Family rooms in hospitals are clinical-free spaces away from children's wards to support families of hospitalised children. This publication outlines a plan to review the literature about hospital family rooms, including economic costs and benefits, and the impact on the wellbeing of children, families and hospital staff.
Ronald McDonald House Charities (RMHC) Australia is commissioning research to build an evidence base on the value of their support program for families with seriously ill children. This project is a review of the Australian and international literature on the role, alternatives to, and value of Ronald McDonald Family Rooms, including their economic costs and benefits, and impact on the wellbeing of children, families and the hospital. Family Rooms are ‘clinical-free spaces’ that aim to offer support to families with children who are hospitalised, outpatients or undergoing same day surgery, by providing services, for example kitchen and laundry facilities, and embracing an approach to care that focuses on the family as a whole (family-centred care). The review will report on existing evidence from all relevant fields, including child, family, health care and service system perspectives, in order to draw evidence-based practice implications about the ways in which Family Rooms and their alternatives can have a positive impact on families’ and children’s wellbeing and health care effectiveness. Central to the success of the review is the identification of all relevant national and international studies, comparing relevant findings, interventions and research methodologies across different settings and disciplines, and building on the research findings of current and previous RMHC Global research. The findings of the literature review will be complemented by summaries of routinely collected administrative data on the use of the Family Rooms in Australia. They will inform the development of RMHC investment strategies and research program and be of interest across different communities of research and practice that operate family-centred programs and require evidence of their effectiveness, for example government, nongovernment and private providers.

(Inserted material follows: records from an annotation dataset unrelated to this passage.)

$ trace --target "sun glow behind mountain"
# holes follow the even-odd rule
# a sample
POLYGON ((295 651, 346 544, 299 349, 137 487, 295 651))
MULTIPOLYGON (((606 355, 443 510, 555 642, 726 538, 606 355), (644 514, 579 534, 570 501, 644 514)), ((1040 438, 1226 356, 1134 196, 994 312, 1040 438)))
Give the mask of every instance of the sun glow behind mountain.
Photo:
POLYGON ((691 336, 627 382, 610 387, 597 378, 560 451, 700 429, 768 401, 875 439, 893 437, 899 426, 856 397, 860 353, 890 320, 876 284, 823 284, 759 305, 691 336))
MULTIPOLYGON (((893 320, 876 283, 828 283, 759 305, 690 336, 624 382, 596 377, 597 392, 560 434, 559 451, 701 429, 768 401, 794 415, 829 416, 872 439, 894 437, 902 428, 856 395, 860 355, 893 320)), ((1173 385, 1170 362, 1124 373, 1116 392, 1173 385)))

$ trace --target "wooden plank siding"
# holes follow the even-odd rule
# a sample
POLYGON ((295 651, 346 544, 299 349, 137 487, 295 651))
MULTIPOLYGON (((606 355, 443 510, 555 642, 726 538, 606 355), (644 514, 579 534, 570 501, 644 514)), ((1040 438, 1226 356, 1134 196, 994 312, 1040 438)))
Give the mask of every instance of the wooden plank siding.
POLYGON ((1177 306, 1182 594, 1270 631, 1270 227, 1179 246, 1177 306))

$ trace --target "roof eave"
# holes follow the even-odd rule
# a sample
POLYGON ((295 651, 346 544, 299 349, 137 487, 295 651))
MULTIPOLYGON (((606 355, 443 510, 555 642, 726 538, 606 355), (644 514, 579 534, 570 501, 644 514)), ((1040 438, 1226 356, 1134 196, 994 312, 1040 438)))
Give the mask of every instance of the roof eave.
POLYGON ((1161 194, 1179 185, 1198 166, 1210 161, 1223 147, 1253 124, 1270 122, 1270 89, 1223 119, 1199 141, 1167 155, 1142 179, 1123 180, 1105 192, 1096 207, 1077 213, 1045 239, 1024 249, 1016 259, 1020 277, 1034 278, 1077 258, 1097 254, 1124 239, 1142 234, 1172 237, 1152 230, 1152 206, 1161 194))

RMHC is a quasi-federated organisation with a national body and local House Chapters that support families with seriously ill children via a suite of programs, of which the Family Rooms are a key strategic priority. A unique feature of the RMHC structure lies in the corporate relationship with McDonalds Australia Ltd (McDonalds). As McDonald’s preferred charity, RMHC receives significant funding from the corporation.
Family Rooms reflect an approach to care that focuses on the family as a whole. When a child is admitted into hospital, the whole family is affected, rendering a need for the impact of the child's admission on all family members to be considered by the hospital, nurses, and doctors. 'Family-centred care' (FCC) is an approach to paediatric health care founded on the belief children’s and families’ wellbeing are best achieved by involving the whole family in the plan of care, enabling them to meet the needs of their child. Although there is no agreed definition of FCC in the literature, there is a growing agreement on the principles that inform FCC, in particular, information sharing, respect and dignity, partnership and collaboration, negotiation, and care in the context of family and community. These principles qualify FCC as the main theoretical framework within which to investigate and understand the function of Family Rooms in Australia and internationally.
This review will explore the available evidence on the role, alternatives to, and value of Family Rooms from the perspectives of all parties involved, i.e. the children and their families, House Chapters, volunteers, hospital staff members and main stakeholders, and with reference to a wide range of health and wellbeing outcomes and their relevance in relation to FCC and support. This approach will enable RMHC to identify best practices, understand how support can be best delivered to families and children and contribute to the international evidence base.